FAQ’s

01 How does Snowflake Cortex pricing work?

Snowflake Cortex uses a consumption-based model. Most LLM functions (like COMPLETE or SUMMARIZE) are billed per million tokens processed. However, specialized services like Cortex Search also incur a "serving cost" based on the size of your index (GB/month) and Cortex Analyst may involve warehouse compute for executing generated SQL.

02 What is the difference between input and output tokens?

Input tokens represent the data you send to the model (your prompt or document), while output tokens are the model’s generated response.

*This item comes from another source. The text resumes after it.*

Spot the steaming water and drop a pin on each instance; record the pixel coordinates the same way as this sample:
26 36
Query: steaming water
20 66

Output tokens are often more expensive or contribute more to total cost because generating text requires more compute than reading it. Snowflake converts this total token usage into Snowflake Credits.

03 Does Cortex use my Virtual Warehouse credits?

It depends on the function. LLM functions are serverless and bill tokens directly as credits. However, Cortex Search uses your virtual warehouse to refresh and build the index, while the serving (keeping the index online) is billed as a separate serverless charge. Always check if your specific AI task requires an active warehouse for orchestration.

04 How do I calculate the cost for a large-scale batch job?

To estimate costs for millions of rows, multiply the average tokens per row (Input + Output) by your total record count, then apply the credit rate for your chosen model (e.g., Llama 3.1 vs. Claude 3.5 Sonnet). Remember that 1,000 tokens are roughly equivalent to 750 words.

05 Are there "idle costs" for Snowflake AI services?

Yes, specifically for Cortex Search. Once a search service is created and resumed, it incurs a continuous serving fee based on the gigabytes of indexed data, even if no queries are being run. LLM functions, conversely, only charge you when you execute a call.